What I found most interesting about the book was the world that Cline envisioned in which more and more of the human lifespan will be spent working and socializing in a virtual existence, in which culture and commerce integrate seamlessly with the digital world (for better and worse), and the ways in which human connection crosses the boundaries between the online word and the physical one. With increasingly advanced virtual reality technology being produced every year, it's not too difficult to imagine how close the realization of some form of an immersive online environment as conceived in Ready Player One really is. One of the main considerations I've been grappling with post-read is the "realness" of experiences "lived" in a digital space; when relationships are forged or a person expends time, resources, and mental energy creating or existing in the virtual world, how might the perceived truthfulness of an individual's representation of their real selves impact their perception of life? Ready Player One also prompted me to consider how social constructs, such as racism and sexism, might (un)intentionally be carried over into virtual spaces and contemplate the means by which an individual might find freedom in the digital realm while another might find an outlet of oppression.

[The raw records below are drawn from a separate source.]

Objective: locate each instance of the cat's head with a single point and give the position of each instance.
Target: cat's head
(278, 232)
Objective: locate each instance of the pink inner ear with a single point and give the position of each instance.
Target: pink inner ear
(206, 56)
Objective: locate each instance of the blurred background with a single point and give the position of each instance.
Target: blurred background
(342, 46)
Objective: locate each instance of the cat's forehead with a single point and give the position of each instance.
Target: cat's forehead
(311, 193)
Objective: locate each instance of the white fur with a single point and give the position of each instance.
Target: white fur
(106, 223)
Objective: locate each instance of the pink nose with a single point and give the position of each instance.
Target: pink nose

Overall, I think the book provides an interesting glimpse into one version of a future society where life is lived in the digital realm because humans haven't figured out a better way to remedy or escape the destruction of the real world. Such a technology could foster unparalleled connection and access to information, but at what cost and who gets to decide what is acceptable to sacrifice? These questions certainly aren't the core of the book but they are the concepts I was most drawn to since my ignorance of 1980s games and media preclude me from otherwise nerding out along with the intended audience. I think that Ready Player One is a story that has a little something for everyone to enjoy--action, romance, teen angst, social and political commentary, and, of course, nerd fandom--but like most debut novels there is plenty of room for improvement.